India’s top tech companies are becoming less appealing for the millions of engineers the country produces every year.

Three of the country’s top outsourcing firms all dropped in the latest annual ranking of the most attractive employers for Indian engineering students by research firm Universum. The top 10 was dominated by American tech giants like Google and Microsoft.

“The growing presence of multinational [companies] in the last few years has seen them replace domestic ones” among the top choices, said Daniel Ng, Universum’s head of research for Asia. Companies such as Facebook and Apple are perceived as offering a more “creative and dynamic work environment” than their Indian rivals, he added.

In the survey, IT firm Infosys fell out of the top 10 for the first time, slipping to 13th from 9th last year. Tata Consultancy Services (TCS), the country’s biggest outsourcing company, slid from 14th to 18th. Bangalore-based Wipro sank from 17th to 25th.

In fact, only two Indian companies — infrastructure firm Larsen & Toubro and government-owned Bharat Heavy Electricals (BHEL) — made it into the top 10.

It doesn’t help that Indian students remain obsessed with working abroad. While most millennials around the world put “work/life balance” as their top career goal, young Indians’ main objective is to work outside their own country, Universum said.

Out of the 29,000 Indian students surveyed, 43% said they wanted “to have an international career,” the research firm added. It seems to be getting tougher for firms like Infosys and Wipro to offer them that opportunity.

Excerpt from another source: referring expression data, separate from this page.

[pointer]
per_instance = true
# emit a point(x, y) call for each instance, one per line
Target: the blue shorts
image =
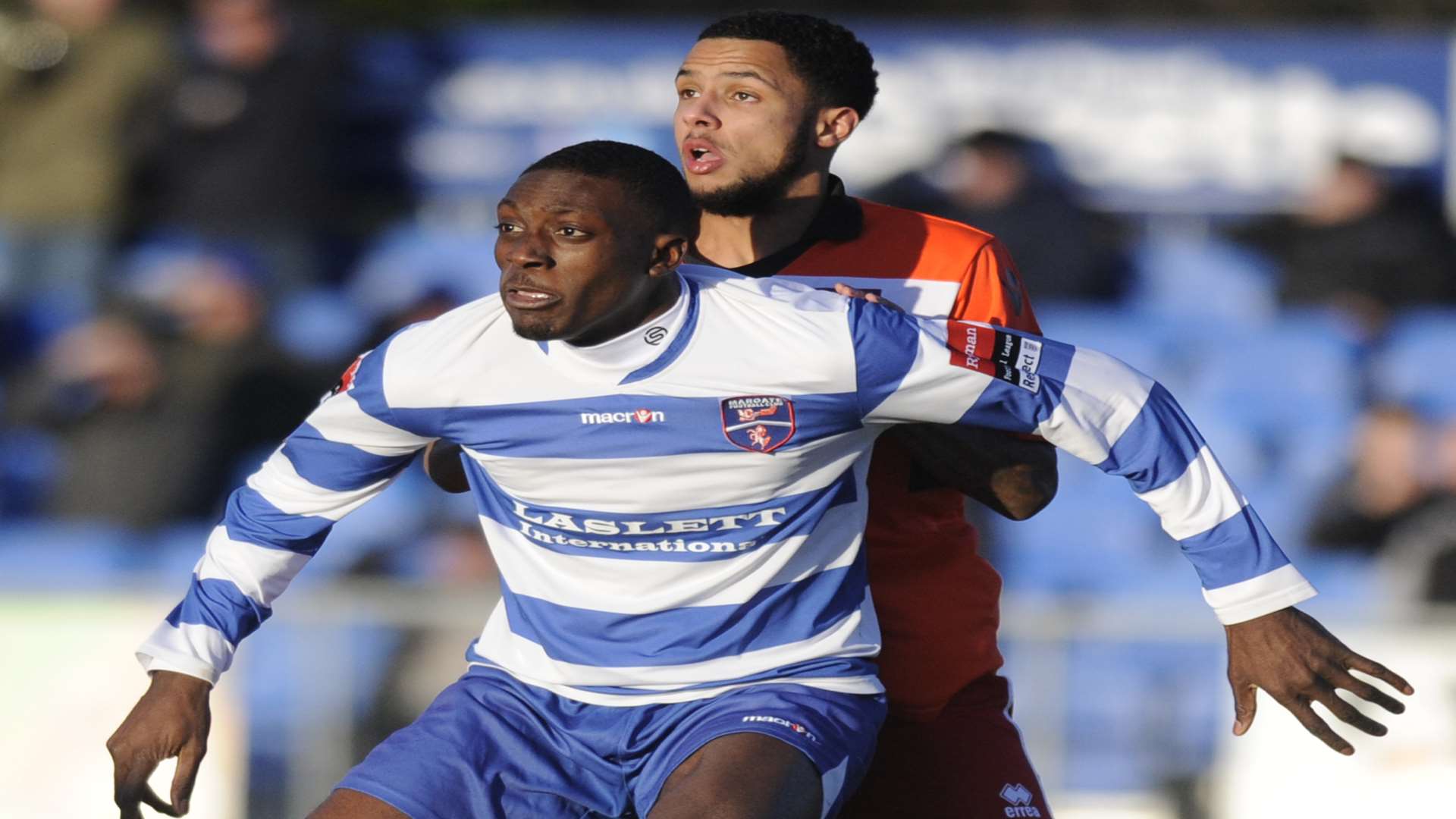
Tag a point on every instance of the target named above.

More than 60% of the Indian tech industry’s revenue comes from the U.S., where President Trump is pushing his “America First” agenda.

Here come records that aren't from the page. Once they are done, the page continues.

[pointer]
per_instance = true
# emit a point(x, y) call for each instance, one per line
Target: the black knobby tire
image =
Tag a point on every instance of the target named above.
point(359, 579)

Trump has demanded a comprehensive review of the H-1B work visa program, saying it is unfairly used to replace Americans with cheaper foreign workers. Infosys, TCS and Wipro are among the top recipients of H-1B visas, 70% of which go to Indians.

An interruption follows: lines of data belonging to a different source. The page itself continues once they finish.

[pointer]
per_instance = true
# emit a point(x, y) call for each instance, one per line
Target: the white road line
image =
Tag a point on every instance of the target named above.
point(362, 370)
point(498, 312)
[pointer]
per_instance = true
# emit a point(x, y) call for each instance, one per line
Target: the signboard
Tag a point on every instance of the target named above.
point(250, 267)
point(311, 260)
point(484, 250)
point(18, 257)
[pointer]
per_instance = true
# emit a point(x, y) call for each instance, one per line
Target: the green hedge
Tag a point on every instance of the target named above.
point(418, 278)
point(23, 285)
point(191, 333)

Infosys recently said it will hire 10,000 American workers over the next two years, while TCS has cut its H-1B visa applications by two-thirds.

Other popular destinations for Indian tech workers like the U.K. and Australia have also enacted policies that make it harder for them to move there.

Ng said it is “certainly possible” that the opposition to work visas has contributed to India’s tech firms being deemed less attractive as employers.

But it’s not just big outsourcing companies that Indian engineers don’t want to work for. They’re also losing interest in high-flying startups at home in favor of global competitors.

Indian e-commerce firm Flipkart is also becoming a place where fewer engineers want to work, according to Universum. It ranked 33rd in this year’s survey, a sharp drop from 18th a year ago.

Amazon, which is challenging Flipkart in India, broke into the top 10 for the first time, rising to 8th place from 13th.

U.S. tech firms also top the list for Indian business students, accounting for three of the top five choices.

Indian students’ preferences contrast with those of their counterparts in China, where a Universum survey last month showed students increasingly favoring homegrown companies over international ones.